Deputados Caidadistas erram e se veem obrigados a retirar de pauta a PEC que reduzia os recursos da


O líder do Governo Caiado na Alego (Assembleia Legislativa do Estado de Goiás), deputado Bruno Peixoto (MDB), e toda a base aliada Caiadista, literalmente “comeram mosca” na tramitação da PEC (Projeto de Emenda Constitucional) da Educação.

Com a necessidade mínima de 14 assinaturas, a PEC da Educação, que seguia na alego desde abril, tinha a rubrica de apenas 9 deputados, portanto continha o chamado Vício de Origem.

Quem alertou sobre o impeditivo para prosseguimento do projeto nesta quarta-feira (3) foi o deputado Cláudio Meireles (PTC), que era da base aliada do governador Ronaldo Caiado (DEM), mas foi menosprezado pelo democrata.

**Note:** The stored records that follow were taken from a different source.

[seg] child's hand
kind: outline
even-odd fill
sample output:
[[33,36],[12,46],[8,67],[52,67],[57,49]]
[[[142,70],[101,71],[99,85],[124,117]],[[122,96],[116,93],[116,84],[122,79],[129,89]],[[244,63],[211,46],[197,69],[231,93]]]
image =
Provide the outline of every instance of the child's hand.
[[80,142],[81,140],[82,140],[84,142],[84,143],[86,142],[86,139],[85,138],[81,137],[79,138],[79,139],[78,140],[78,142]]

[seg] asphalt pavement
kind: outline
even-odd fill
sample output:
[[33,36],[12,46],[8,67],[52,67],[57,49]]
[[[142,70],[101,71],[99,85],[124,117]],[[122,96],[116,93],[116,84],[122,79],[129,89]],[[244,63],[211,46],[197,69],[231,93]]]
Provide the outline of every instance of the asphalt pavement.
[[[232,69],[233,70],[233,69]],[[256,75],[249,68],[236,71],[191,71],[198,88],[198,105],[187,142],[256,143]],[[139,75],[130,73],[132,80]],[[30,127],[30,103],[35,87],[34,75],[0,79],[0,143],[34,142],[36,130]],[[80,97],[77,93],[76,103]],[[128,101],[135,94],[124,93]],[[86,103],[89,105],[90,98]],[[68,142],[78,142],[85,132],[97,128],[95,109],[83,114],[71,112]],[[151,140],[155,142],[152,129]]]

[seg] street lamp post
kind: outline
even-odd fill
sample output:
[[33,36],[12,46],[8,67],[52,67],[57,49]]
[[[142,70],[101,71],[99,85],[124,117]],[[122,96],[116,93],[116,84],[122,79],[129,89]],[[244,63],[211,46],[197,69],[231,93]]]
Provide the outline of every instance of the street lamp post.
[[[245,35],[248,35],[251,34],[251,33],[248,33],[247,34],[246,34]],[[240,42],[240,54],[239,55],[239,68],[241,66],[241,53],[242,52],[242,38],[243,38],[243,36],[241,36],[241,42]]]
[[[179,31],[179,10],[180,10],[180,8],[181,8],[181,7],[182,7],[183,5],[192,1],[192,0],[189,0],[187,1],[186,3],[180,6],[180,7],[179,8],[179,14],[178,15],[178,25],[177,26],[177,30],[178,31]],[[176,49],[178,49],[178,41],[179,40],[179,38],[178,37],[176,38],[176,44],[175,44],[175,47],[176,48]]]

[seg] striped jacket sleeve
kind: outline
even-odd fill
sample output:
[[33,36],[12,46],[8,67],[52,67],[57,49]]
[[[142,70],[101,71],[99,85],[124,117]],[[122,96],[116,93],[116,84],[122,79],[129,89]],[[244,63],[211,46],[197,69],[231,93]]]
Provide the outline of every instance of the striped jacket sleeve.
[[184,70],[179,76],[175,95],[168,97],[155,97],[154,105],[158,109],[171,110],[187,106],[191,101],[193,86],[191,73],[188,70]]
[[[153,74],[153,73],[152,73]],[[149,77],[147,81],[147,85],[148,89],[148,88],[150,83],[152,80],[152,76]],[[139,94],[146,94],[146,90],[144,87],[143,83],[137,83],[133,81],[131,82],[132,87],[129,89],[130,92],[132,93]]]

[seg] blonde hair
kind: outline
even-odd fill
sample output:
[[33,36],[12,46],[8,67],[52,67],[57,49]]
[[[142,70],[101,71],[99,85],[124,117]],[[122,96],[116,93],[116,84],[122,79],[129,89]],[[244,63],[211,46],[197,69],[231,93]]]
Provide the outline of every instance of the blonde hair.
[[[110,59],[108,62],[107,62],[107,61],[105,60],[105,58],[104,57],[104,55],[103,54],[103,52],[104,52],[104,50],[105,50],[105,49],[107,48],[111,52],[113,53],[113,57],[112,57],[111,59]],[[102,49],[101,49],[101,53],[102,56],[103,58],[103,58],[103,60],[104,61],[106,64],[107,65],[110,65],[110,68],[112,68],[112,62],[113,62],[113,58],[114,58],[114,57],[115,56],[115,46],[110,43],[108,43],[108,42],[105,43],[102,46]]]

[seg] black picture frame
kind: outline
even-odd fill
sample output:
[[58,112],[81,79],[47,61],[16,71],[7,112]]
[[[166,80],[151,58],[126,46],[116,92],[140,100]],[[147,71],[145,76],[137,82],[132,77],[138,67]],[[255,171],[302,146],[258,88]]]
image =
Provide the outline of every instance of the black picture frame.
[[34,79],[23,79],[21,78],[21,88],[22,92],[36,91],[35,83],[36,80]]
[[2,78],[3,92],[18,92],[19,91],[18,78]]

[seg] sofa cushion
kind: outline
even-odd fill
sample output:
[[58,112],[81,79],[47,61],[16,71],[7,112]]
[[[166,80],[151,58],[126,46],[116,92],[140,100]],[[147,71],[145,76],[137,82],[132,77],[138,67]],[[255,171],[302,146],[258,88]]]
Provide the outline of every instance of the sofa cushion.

A iniciativa do governo propõe reduzir o investimento total na educação goiana de 27% do orçamento estadual, 2% para a UEG (Universidade Estadual de Goiás) e 25% para a educação básica, para apenas 25%, dos quais só 23% iriam para a educação básica e os mesmos 2% para a UEG.

Crítica ao projeto, a deputada Lêda Borges (PSDB) disse em pronunciamento feito na semana anterior que “quando você anexa esse percentual [da UEG] dentro dos mesmos 25%, você está diminuindo o investimento na educação [básica]”.

Tomando por base o Orçamento Estadual aprovado para 2019 de R$ 26 bilhões, a PEC, defendida pelos aliados do governo, como o deputado Diego Sorgatto (PSDB), iria retirar R$ 520 milhões das escolas estaduais.

A princípio, a tramitação do projeto está teoricamente prejudicada pelo erro que o deputado Henrique Arantes (PDT) chamou de “mais uma presepada desse governo que até agora não mostrou para que veio e qual o rumo quer tomar”, porém o deputado Bruno Peixoto falou em queda do Vício de Origem pelo fato da PEC ter, inclusive, passado pela CCJ (Comissão de Constituição e Justiça) assim como está. Por outro lado o líder da oposição, deputado Talles Barreto (PSDB), afirmou que a matéria não pode mais nem ser reapresentada este ano.

No regimento interno da Alego há uma regra que proíbe a apresentação de um mesmo tema no mesmo ano legislativo.